I want to spend a few minutes talking about a much-discussed aspect of the Internet, the “Long Tail”, a term popularized by Wired Editor Chris Anderson in an article and then a book by that name.

The concept is simple. In the days before the Internet, the choice of products available — let’s say, books — was pretty much limited by retail shelf space. If a book wasn’t in a store, the barriers to discovery and purchase were very high and the book essentially left the field of commerce.

Amazon.com, of course, changed that overnight. On the net, shelf space is unlimited. By using Ingram and Baker & Taylor, America’s two large wholesalers, to start, Amazon offered many times more books than any terrestrial bookstore. Pretty quickly, Lightning Print and then used books added even more titles to those a consumer could easily discover and obtain.

Anderson documented two very important things. First, the number of items that had some market, often a very tiny one, was very large. If you make a book title available, over time, somebody will buy it. And the second thing follows from the first. The cumulative sales of all the books — millions of books — beyond the 100,000 or so at one time that were really available in the pre-internet world was substantial. There is considerable debate about whether the titles past 100,000 on Amazon sell 25% of the total or 50% of the total or what (and Amazon, true to form, isn’t telling), but, cumulatively, it is a substantial number.

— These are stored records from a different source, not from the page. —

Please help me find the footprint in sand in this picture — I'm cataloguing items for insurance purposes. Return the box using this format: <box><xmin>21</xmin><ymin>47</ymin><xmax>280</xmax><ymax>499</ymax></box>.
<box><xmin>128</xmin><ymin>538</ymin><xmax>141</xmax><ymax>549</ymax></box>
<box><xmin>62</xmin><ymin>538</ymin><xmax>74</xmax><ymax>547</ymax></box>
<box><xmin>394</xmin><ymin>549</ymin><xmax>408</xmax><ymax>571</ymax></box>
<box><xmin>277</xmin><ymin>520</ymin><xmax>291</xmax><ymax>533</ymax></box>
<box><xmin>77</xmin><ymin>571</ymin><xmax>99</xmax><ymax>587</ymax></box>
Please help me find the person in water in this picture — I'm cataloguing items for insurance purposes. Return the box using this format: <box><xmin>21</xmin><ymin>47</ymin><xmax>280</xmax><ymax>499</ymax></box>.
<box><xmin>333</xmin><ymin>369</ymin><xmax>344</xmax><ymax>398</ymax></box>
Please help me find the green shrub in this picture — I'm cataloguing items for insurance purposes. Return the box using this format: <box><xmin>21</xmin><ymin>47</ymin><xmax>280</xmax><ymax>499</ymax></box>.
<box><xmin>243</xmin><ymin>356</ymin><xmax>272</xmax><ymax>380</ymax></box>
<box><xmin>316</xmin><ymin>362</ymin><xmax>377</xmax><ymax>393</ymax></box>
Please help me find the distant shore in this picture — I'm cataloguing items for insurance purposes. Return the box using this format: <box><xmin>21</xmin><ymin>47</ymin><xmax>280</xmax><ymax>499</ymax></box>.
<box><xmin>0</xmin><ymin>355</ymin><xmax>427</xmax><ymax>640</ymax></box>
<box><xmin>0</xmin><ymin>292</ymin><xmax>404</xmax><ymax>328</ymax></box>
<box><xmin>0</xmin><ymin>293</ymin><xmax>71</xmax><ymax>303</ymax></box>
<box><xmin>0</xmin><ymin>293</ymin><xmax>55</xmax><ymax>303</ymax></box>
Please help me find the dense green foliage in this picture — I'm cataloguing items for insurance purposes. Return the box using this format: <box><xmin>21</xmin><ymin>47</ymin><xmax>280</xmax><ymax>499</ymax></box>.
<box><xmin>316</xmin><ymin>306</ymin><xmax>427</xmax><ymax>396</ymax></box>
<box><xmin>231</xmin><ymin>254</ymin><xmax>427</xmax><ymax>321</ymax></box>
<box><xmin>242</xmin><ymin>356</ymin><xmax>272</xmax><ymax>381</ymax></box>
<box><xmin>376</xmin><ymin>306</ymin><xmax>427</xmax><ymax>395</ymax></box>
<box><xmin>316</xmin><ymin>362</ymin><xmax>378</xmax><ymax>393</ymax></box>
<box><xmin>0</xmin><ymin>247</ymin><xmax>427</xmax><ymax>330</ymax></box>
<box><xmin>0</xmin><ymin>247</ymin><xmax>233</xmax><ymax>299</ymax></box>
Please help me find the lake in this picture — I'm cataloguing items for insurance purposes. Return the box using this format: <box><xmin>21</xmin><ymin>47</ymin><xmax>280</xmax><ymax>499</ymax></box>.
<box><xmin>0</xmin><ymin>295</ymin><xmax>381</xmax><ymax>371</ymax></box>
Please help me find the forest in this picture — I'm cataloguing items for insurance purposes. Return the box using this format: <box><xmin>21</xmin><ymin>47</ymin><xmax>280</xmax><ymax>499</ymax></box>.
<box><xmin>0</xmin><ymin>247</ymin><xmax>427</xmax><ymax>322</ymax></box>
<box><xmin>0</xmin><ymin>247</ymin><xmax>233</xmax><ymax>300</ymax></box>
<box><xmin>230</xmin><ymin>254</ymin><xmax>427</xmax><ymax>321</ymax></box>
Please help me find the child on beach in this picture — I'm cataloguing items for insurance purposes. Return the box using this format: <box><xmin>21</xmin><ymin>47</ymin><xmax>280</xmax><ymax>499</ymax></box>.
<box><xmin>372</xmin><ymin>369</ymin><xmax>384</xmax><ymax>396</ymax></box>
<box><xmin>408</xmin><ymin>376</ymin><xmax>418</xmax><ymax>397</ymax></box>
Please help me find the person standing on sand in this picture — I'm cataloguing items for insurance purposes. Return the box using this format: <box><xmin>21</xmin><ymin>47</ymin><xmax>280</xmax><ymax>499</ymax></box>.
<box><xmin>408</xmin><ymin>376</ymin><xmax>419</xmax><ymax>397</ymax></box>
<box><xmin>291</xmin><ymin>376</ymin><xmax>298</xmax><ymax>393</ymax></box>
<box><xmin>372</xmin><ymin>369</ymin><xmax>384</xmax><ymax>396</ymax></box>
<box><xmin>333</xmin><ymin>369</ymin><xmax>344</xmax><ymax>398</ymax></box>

Some of those long tail sales represent growth in the market; they are sales that wouldn’t occur if that particular book in that particular edition weren’t available. But many of them are not. Many of those sales just substitute for the sale of one of the books that would have been available in the prior model, but without the competition of the long tail books.

What this says to me is that the long tail Anderson has identified is great for consumers and great for the retailers that can sell the long tail books, which primarily means Amazon. It’s great for Lightning. But the long tail is not a good thing for publishers or authors. From their perspective, the primary impact of the long tail is to bring them competition that 10 or 20 years ago would not have been on the field with them.

And herein lies a very important point. The competitive slope for each new book published is steeper than for the one before. Today’s senior management in publishing grew up in a world where the market was expanding as the numbers, wealth, and available time of the literate population grew and the landscape included the feature that old competitors died away. For a variety of reasons, it is likely — although not proven — that the Euros and hours available for book purchase and reading have declined. But it is incontestable that the feature of “dying competition” has been eliminated. Now every book published remains available to compete for sales approximately forever.

If the world of content changes in the way I’m postulating, publishing will, of course, change with it. In the largest sense, it means that the consumer content world will become more like the academic and professional worlds, which have always been highly cognizant of their communities and have always had “rating”, called “peer review”, as a part of their environment.

So the publishers who are already serving academic and professional markets are best positioned. They have already evolved with their markets to some degree: recognizing the critical role of niches as opposed to more general approaches to the market, evolving from print-only to print-and-digital or digital-only products, building marketable databases with user-generated participation, and exploring and understanding new business models beyond the “make it and sell it” models we knew prior to the 21st century.

It is the general trade publishers that are most challenged. Their competitive edge is in their ability to cost-effectively execute the format , the access to the marketing levers, and, usually through intermediaries, their access to the buying public.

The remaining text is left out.